Alongside the ubiquitous glass bottles, broken crockery and kitchen utensils we sometimes find exotic, unusual and bizarre objects.
This winter we’ve already found an old stock pot which would have been suspended over the kitchen range in one of the cottages and an old sewing machine! An old tailor used to live in the house next to ours many years ago. Could this be one of his old machines – discarded after many years of making and mending clothes for the whole township.
As we slip slowly towards autumn – it’s always hard to determine the change in seasons on Tiree – the weather has taken a turn towards changeable and fickle. It’s turn and turn about – one grim day followed by a stunner followed by another grim one! Today’s been windy but brilliantly clear and the colours of the sky, the sea and the land have been intense and vivid. These bright days feed the senses and the soul. This is truly an amazing island.
We’ve lost the call of the Corncrake for another year! Until fairly recently we had males calling in the long grass around the cottage – hoping for a third brood.
RSPB have just launched a conservation project called ‘Corncrake Calling’ which aims to save one of Scotland’s rarest and most secretive birds. Once widespread across UK meadows the Corncrake population fell catastrophically during the 1900s due to mechanisation and the trend towards the earlier mowing of grass crops. Corncrake are now confined to a few Scottish islands and a few isolated areas on the North West coast. Tiree is really very fortunate because we have the highest concentration of this red listed bird anywhere in the UK – almost a third of the entire population.
‘Corncrake Calling’ will work closely with farmers, local communities and national audiences to provide these iconic birds with the best possible chance of future success. Strategies usually involve creating fenced areas which remain uncultivated, cutting hay or silage later in the summer and cutting from the centre of fields outwards – allowing birds to escape to the edges of the fields and away to safety.
Recent counts show how fragile the numbers are. In 2017 there were only 866 recorded in the UK with 316 on Tiree. The following year the numbers recovered slightly with 899 males recorded across the UK and 322 on Tiree. Last year numbers had fallen again with only 870 calling males recorded within the UK with 300 on Tiree. This year there were 294 recorded on Tiree.

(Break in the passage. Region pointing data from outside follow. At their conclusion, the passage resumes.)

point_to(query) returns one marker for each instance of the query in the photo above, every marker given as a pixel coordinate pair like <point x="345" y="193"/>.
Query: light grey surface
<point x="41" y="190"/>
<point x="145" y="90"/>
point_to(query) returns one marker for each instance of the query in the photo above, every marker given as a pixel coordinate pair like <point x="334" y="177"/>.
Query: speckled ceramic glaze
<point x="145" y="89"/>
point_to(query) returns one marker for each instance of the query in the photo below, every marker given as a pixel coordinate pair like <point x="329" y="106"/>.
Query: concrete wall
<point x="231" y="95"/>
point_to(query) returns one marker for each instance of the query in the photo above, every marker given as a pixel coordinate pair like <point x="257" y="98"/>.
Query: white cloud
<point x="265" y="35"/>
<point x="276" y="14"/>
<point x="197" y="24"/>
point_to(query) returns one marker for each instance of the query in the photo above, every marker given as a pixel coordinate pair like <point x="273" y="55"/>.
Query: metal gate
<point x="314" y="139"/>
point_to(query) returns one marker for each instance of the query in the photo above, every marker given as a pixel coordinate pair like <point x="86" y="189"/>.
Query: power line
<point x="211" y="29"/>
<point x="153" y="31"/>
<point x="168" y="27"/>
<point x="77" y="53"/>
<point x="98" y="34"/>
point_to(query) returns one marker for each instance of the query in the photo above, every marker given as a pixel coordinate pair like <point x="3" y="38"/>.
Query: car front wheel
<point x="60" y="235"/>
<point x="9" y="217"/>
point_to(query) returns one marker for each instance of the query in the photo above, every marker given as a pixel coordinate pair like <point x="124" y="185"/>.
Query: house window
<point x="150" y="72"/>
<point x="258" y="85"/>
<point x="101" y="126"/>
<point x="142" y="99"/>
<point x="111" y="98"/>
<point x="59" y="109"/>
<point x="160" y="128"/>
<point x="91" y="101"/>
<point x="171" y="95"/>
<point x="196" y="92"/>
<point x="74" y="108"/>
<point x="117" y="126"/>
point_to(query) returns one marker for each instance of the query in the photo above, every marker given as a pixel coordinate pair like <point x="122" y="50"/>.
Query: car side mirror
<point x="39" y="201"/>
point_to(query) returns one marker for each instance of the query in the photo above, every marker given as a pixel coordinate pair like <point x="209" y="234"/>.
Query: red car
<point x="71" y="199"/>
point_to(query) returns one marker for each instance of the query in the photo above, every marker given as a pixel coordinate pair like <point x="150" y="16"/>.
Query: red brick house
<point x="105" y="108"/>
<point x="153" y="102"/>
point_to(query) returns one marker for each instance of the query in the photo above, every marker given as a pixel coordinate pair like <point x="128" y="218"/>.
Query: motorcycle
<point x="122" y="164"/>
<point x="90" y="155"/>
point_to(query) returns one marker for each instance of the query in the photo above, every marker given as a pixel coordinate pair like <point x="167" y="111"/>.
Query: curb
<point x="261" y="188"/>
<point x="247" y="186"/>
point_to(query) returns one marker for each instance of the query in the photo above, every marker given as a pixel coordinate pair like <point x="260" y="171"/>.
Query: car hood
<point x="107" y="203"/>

Storm Ellen has wrought a mighty change on the beach below the cottage. The storm, which lasted two days, created massive turbulence in the sea and the accompanying high winds pushed the waves onto the beach. The result is a massive deposit of ‘brown gold’ along the length of the whole beach. The majority of the weed is kelp, although there are smaller quantities of sea lettuce, carrageen, dulse and various wracks in the mixture.
Although not pretty, kelp was at the heart of a very important industry on the island two centuries ago. During the Napoleonic Wars, when other supplies from Spain dried up, the price of kelp ash rose from £2 to £12 per ton.
West coast landowners were quick to capitalise on this bonanza and between 1803 and 1837 kelp was gathered, dried and burned on the island to recover soda and potash. These compounds were essential to the soap and glass industries.
Kelp was also collected from 1863 to 1901 to extract iodine and sodium alginate. In recent years dried kelp from the island has been used to produce alginate food thickenings used in ice cream, beer and medical dressings.
It looks like there may be a small fortune on the beach!